In one sense, this one was déjà vu all over again -- we saw it before at Citi Field on May 28, when Kuroda threw seven shutout innings to the Mets and handed over a 1-0 lead to the set-up man, David Robertson, and the closer. Robertson did his job but Mo did not do his, facing three batters, none of whom he retired, to blow his first save of the year after starting his final season with 18 straight saves.

But this one was also different, in that Mo came out wearing high black socks, something he never does, in a tribute to Robertson, who is hoping to be voted the final member of the AL All-Star team. It was also different in that this time, he got beat on his second-best pitch, the two-seam fastball, for Markakis' single and Jones' home run. And it was different because after it was over, Rivera took the slowest, most dejected trudge back to the dugout I have seen him take probably since that night in Phoenix almost a dozen years ago.
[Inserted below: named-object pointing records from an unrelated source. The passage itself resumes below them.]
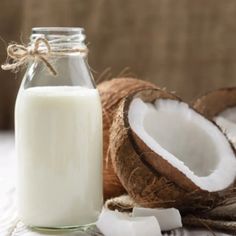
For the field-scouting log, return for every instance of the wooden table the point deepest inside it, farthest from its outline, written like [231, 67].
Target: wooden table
[10, 225]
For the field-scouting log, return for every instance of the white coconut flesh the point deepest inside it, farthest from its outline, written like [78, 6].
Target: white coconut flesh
[186, 140]
[227, 121]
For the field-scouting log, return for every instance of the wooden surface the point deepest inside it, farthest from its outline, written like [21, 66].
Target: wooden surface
[187, 46]
[10, 225]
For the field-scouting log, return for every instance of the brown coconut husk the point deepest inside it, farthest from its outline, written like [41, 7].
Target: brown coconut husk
[215, 102]
[148, 178]
[112, 92]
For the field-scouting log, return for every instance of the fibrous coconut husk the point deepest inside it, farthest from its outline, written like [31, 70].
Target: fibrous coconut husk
[112, 92]
[147, 177]
[213, 103]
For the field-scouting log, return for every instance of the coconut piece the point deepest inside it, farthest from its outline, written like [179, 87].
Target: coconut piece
[168, 155]
[168, 218]
[114, 223]
[112, 92]
[220, 106]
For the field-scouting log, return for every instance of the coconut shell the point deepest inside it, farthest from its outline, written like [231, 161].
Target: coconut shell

"It's too bad," a barely audible Rivera said after the game. "Kuroda pitched a tremendous game. We should have won that."

A win would have capped a week in which the Yankees swept four games from the Minnesota Twins, their own personal Washington Generals, and came within four strikes of turning the tables on the Orioles, who had swept them in Camden Yards last weekend.

It also would have elevated them to 10 games over .500 for the first time since June 11, when they were in second place in the AL East, just two games behind the Boston Red Sox.

Instead, they now sit in fourth place, a half-game behind the Orioles and Tampa Bay Rays and 5½ back of Boston, pending the outcome of their game Sunday night against the Los Angeles Angels.

Rivera was not the only reason the Yankees lost the game, and probably not even the main reason. As well as Kuroda pitched -- seven innings, just three hits, one walk and four strikeouts in having to settle for his fifth no decision of the year, five games in which the Yankees have scored a total of 11 runs -- that's how bad the offense was once again, managing to scratch across a single run against Jason Hammel in the second inning on a sacrifice fly and managing just three singles the rest of the way.

So thin is the Yankees' bench right now that Girardi was forced to use Vernon Wells as a pinch-hitter for Travis Hafner, just about the only power bat in his lineup other than Robinson Cano, and could scrounge up no one to hit for Luis Cruz in the ninth against Jim Johnson, the Orioles' shaky closer.

"We have a lot of injuries, that's the bottom line," Girardi said. "That's what we've dealt with all year, or things would probably be a little different. But it's something we've dealt with, and we've done a pretty good job with it."

The opportunities for second-guessing were rampant -- why not send Kuroda out for the eighth and use Robertson in the ninth, sparing the 43-year-old Rivera from having to pitch on one of the hottest afternoons of the year? Why not start Wells against Hammel, against whom he was hitting .353 in his career with two home runs? -- but the essential truth of the game was this:

Once again, the Yankees did not hit enough to provide Kuroda with a comfort zone or Rivera with any margin for error against a young, hungry, improving Orioles team.

The groundwork for this loss was laid well before the ninth inning; Mariano just happened to be the guy standing out there when it all came tumbling down.

So even though it may still be a shock whenever Mariano Rivera blows a save, for the Yankees to lose a game in which they score just one run is hardly a surprise.